Peter Kerekes: Cooking History
For a documentary veteran viewer it is pure pleasure, when you watch a film that gives you surprises you in structure, narration and content. I knew that Slovak/Hungarian Peter Kerekes after his wonderful ”66 Seasons” was working on a big budget film on a somewhat crazy subject: How did they cook for the soldiers on the front, what did they eat, under which circumstances, war and food… but I had no real idea on how he would materialise his idea and construct his film. I must say that I am amazed how innovative and playful and funny and moving and clever and original this great film is.

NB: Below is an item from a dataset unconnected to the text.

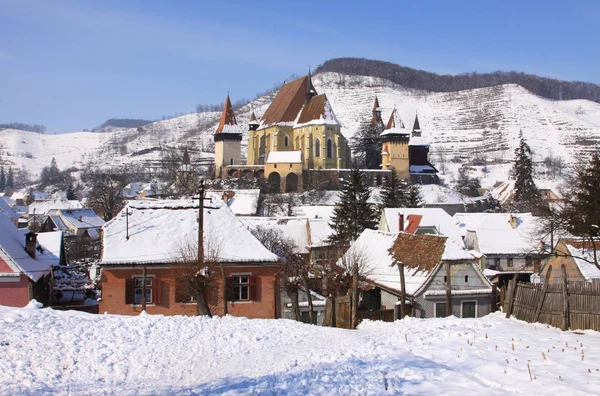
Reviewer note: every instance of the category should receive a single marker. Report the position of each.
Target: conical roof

Chaptered it is – the prologue refers to Chechnya, then follows WW2 battles between Germany and Russia, post-WW2, Hungary 1956, Prague 1968, Balkan wars and much more – told through interviews, b/w archive material, and reconstructions of soldiers on the fields and the best of all: the staging of the cooks with their transportable kitchen making food for the viewers. Placed – as the example in the epilogue – in the water, or in front of a ruin, or in other situations referring to where the battles took place.

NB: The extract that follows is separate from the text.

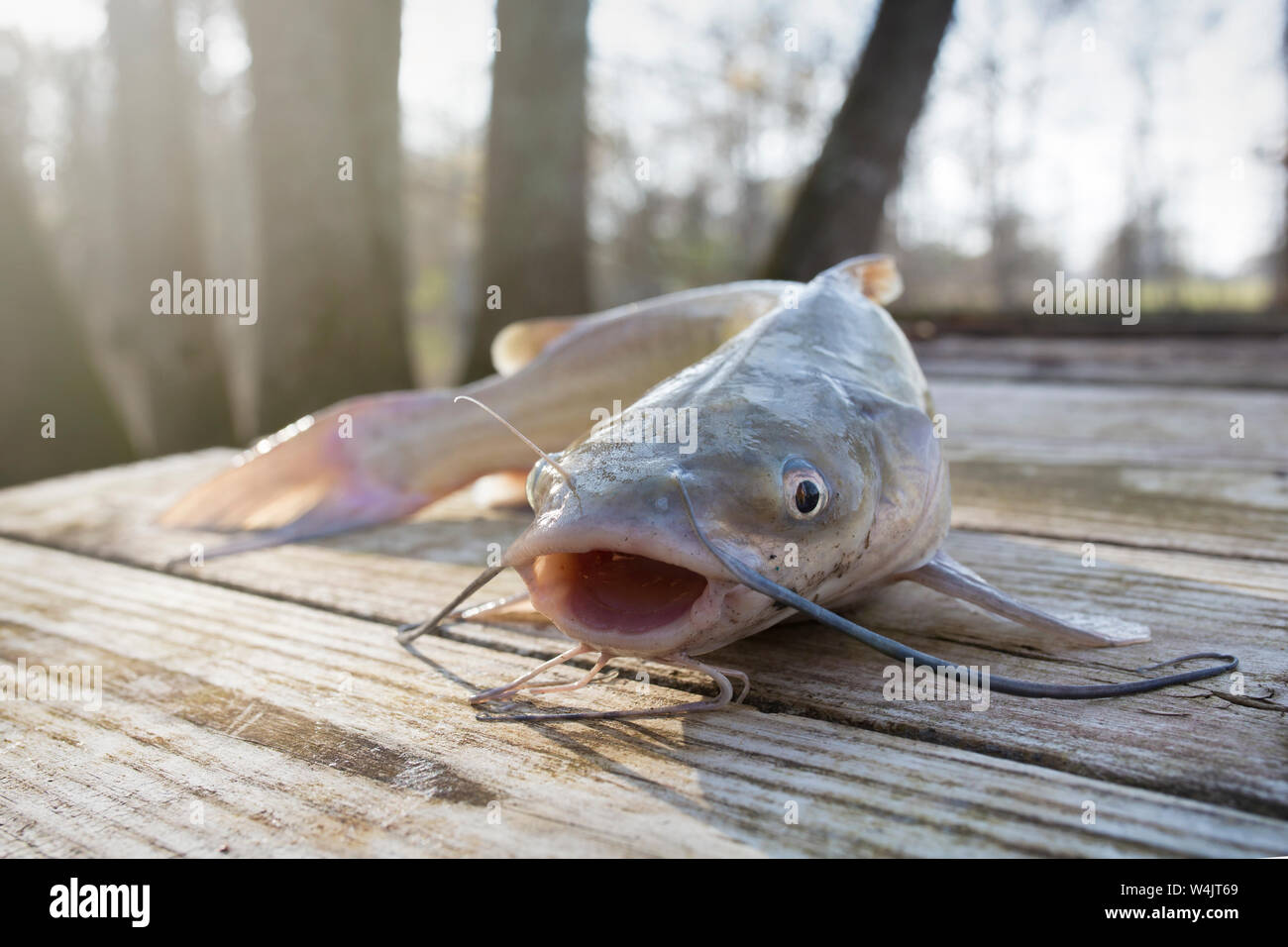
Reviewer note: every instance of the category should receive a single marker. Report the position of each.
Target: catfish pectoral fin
(948, 577)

But first of all Kerekes demonstrates again his enormous talent for (old) people. He has a brilliant gallery of characters who bring out their memories in a fresh and often humorous manner. Sometimes it is comedy, sometimes it is subtle and sometimes provocative. Storytellers they are, like the woman, who made blini pancakes for the Russian soldiers, and if they did not come home the pancakes were brought to be placed on the tombstone at the cemetery. And of course Kerekes takes the old lady to this venue and asks her several times – out of camera – why? The same old lady tells us in the kitchen that during the siege of Leningrad, there was 100g bread, two thin slices per person per day. In this moment she can’t stand talking about it any longer. Cut to the German baker who is likewise moved by thinking back… The excellent editing, according to the ”open structure” that the dramaturg of the film Jan Gogola always cleverly promotes, this editing is made so the characters, often on both sides of the wars, have a kind of dialogue with each other. That’s all, watch that film, get it to the audience, it is for everybody, for heart and brain.
Slovakia, Czech Republic, Austria, 2009, 88 mins.